Luigi Facta - (Pinerolo 1861 - id. 1930)

Proveniente dalle amministrazioni locali, appena trentenne, nel 1892 entrò in parlamento schierandosi con Giolitti, prima come sottosegretario nei vari gabinetti Giiolitti e Fortis, poi ministro delle Finanze nel 1910-1911 nel gabinetto Luzzatti, e ancora con lo stesso incarico nel quarto governo Giolitti del 1911/14. Avverso all'entrata in guerra dell'Italia. Nel 1919 lo ritroviamo nel ministero della Giustizia nel governo Orlando, e nuovamente ministro delle Finanze nel quinto ministero Giolitti del 1920-1921. Poi nella crisi del 1922 assunse la presidenza del Consiglio dopo la caduta del governo Bonomi.
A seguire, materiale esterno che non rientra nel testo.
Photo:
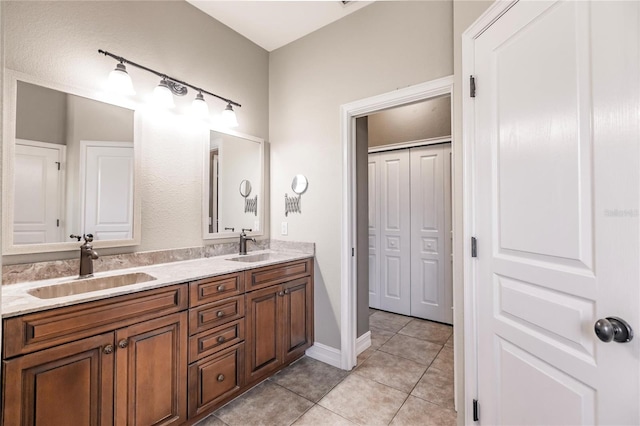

Incapace a contenere l'avanzata fascista, osteggiato dai popolari e dall'estrema sinistra, nel luglio dello stesso anno fu costretto alle dimissioni. Riformato il secondo incarco risultarono vani i tentativi di una conciliazione nazionale, e altrettanto inefficaci quelli di far ritornare Giolitti. O per incapacità, o per connivenza, o per i contrasti all'interno del governo, la preannunciata "Marcia su Roma" trovò Facta con nessun provvedimento di ordine pubblico in mano. Solo durante la notte del 27, rispolverando un vecchio decreto del 1800 (nessuno era in grado di farne uno nè si sapeva come farlo) si decise a proclamare lo stato d'assedio, che però il Re non gli firmò. Convocato a Roma Mussolini per formare un nuovo governo, Facta fu costretto a dare le dimissioni. Inizia un periodo di ambiguità. Non ci dovrebbero essere dubbi sul suo collaborazionismo, perchè lo ritroviamo subito fiancheggiatore del nuovo governo fascista; e lo stesso Mussolini due anni dopo - nel 1924- lo nomina senatore. Alle soglie del 70 esimo anno, Facta  muore a Pinerolo, nel 1930.